James Botti paid about $20,000 for repairs to Lauretti's home and gave him cash from a safe where he kept hundreds of thousands of dollars, prosecutor Richard Schecter said during opening statements at the trial in New Haven. It was the first time authorities identified Lauretti as the official Botti allegedly bribed.
Lauretti, a mayor for 20 years who has expressed interest in running for governor, hasn't been charged with any crime and has repeatedly denied wrongdoing. A message was left for him Monday.
Botti, a car aficionado, wanted to be a big commercial developer but believed Shelton was corrupt and that he had to pay off the mayor to get projects approved, Schechter said. Botti said he could expose the corrupt activities of 17 other developers and many officials, the prosecutor said.
"James Botti bought public officials as often as he bought automobiles. Like a nice car, Mark Lauretti didn't come cheaply," Schechter said, adding that Botti complained that the mayor was greedy. "The evidence will show James Botti fed that greed."
When planning and zoning officials didn't want to approve the restaurant and bank project for Botti, Lauretti intervened to ensure he won approval, Schechter said. Botti also provided benefits to those officials, he said.
The home repairs came in 2002, but Lauretti didn't pay Botti until 2004 after news broke that then-Gov. John G. Rowland was under investigation for corruption, authorities said. Even after Lauretti paid the developer, Botti managed to funnel $9,000 back to the mayor through a Christmas party at a restaurant Lauretti owned, authorities said.
Botti's attorney, William Dow III, said in his opening statement the two men are childhood friends and there were no bribes. He said the developer did favors for the mayor as his friend and helped arrange work on the mayor's house.
Dow described Shelton as an insular community where residents often do favors for friends without expecting anything in return. He said Lauretti's job was to advocate projects he believed could economically benefit the city.

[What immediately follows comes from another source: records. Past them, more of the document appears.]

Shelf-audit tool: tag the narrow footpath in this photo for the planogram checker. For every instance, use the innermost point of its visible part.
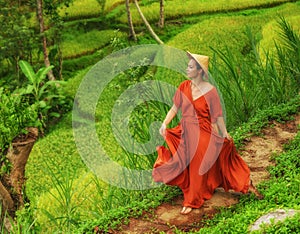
(256, 152)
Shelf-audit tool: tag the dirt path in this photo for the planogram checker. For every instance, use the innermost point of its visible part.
(256, 152)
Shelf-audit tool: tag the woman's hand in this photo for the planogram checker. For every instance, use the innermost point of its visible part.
(162, 130)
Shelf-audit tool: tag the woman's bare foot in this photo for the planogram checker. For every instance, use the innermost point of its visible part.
(254, 190)
(186, 210)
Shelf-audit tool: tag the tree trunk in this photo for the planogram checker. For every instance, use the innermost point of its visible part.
(132, 34)
(12, 183)
(153, 34)
(161, 14)
(44, 39)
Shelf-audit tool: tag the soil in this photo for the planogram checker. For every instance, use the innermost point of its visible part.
(257, 153)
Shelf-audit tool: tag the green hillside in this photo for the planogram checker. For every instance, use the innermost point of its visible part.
(240, 37)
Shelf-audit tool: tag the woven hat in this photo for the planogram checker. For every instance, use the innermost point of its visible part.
(202, 60)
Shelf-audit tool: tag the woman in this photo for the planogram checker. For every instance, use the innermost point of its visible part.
(201, 155)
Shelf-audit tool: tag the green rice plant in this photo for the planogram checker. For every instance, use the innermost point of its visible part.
(63, 213)
(76, 44)
(279, 192)
(178, 9)
(252, 85)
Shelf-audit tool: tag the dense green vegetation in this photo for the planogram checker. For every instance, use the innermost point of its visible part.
(254, 50)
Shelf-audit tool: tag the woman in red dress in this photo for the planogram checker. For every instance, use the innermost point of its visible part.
(201, 155)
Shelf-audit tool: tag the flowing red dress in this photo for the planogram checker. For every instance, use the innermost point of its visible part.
(197, 159)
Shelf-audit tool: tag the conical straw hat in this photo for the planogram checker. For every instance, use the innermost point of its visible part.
(202, 60)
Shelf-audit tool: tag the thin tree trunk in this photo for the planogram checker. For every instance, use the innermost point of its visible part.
(153, 34)
(12, 183)
(161, 14)
(132, 34)
(44, 39)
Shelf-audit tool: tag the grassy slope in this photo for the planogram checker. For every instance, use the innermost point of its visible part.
(64, 152)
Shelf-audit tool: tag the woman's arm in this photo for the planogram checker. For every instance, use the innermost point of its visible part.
(170, 115)
(222, 127)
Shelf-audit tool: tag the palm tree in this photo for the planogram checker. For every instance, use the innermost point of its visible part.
(161, 22)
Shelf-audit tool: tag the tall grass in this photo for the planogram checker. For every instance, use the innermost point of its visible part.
(178, 9)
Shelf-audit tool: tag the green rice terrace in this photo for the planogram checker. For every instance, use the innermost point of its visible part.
(51, 179)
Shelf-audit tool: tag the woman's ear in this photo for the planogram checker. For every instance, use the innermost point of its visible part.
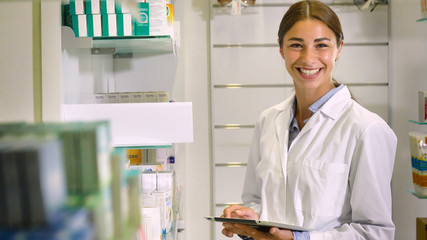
(339, 50)
(280, 49)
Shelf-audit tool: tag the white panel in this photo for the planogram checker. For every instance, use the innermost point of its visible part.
(253, 26)
(260, 24)
(218, 227)
(16, 61)
(229, 184)
(374, 98)
(251, 65)
(363, 26)
(244, 105)
(138, 124)
(362, 64)
(145, 73)
(232, 145)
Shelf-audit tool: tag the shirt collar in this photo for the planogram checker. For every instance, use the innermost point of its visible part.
(316, 105)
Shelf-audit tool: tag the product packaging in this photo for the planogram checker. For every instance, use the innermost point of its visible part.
(94, 26)
(142, 21)
(92, 7)
(108, 6)
(80, 25)
(422, 103)
(125, 26)
(109, 25)
(77, 7)
(418, 148)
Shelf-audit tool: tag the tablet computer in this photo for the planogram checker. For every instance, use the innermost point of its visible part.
(260, 224)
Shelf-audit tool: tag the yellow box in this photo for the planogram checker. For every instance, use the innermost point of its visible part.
(134, 156)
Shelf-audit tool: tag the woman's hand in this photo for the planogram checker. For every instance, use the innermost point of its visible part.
(237, 211)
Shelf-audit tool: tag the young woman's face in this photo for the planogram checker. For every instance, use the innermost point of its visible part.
(310, 51)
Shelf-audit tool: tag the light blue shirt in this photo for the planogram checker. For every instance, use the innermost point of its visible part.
(294, 131)
(293, 127)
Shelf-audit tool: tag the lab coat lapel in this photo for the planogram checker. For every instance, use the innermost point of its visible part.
(282, 138)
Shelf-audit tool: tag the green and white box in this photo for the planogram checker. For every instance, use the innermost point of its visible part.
(100, 98)
(108, 6)
(125, 24)
(150, 97)
(92, 7)
(137, 97)
(125, 97)
(113, 98)
(142, 21)
(121, 7)
(109, 25)
(158, 17)
(77, 7)
(80, 25)
(94, 25)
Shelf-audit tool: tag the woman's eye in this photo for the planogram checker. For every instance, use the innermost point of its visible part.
(295, 45)
(321, 45)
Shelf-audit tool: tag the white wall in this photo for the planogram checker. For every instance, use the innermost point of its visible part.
(192, 82)
(16, 62)
(408, 74)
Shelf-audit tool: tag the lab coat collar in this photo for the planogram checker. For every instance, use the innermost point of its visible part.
(335, 106)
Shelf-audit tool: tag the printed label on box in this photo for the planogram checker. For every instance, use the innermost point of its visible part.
(92, 7)
(109, 25)
(142, 21)
(94, 25)
(124, 25)
(77, 7)
(80, 25)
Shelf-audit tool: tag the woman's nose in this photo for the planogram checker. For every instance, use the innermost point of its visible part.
(308, 55)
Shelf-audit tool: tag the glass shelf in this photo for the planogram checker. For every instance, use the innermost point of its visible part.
(154, 45)
(417, 195)
(416, 122)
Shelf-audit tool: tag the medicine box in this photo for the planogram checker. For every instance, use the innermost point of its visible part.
(80, 25)
(125, 97)
(137, 97)
(77, 7)
(121, 7)
(100, 98)
(92, 7)
(125, 26)
(158, 17)
(108, 6)
(422, 103)
(142, 21)
(94, 26)
(113, 98)
(109, 25)
(421, 228)
(150, 97)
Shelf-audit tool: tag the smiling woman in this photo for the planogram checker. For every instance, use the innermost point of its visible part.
(318, 159)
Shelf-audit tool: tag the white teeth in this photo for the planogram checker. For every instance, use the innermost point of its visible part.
(309, 72)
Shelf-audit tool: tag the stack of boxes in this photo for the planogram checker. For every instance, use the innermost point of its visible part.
(132, 97)
(61, 179)
(112, 18)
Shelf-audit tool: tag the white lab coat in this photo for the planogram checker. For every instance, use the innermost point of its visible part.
(335, 177)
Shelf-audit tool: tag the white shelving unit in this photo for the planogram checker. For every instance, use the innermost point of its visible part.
(124, 64)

"It is expected mayors are going to get their hands dirty," Dow said. "There is no shame, there is no crime, there is nothing improper about a mayor opining or entering into whether a development should go forward or not."
Lauretti did nothing to help Botti on two earlier projects, but "went to bat" for Botti on the project cited by authorities "because he thought it was right for the community," Dow said. "In fact it was right for the community."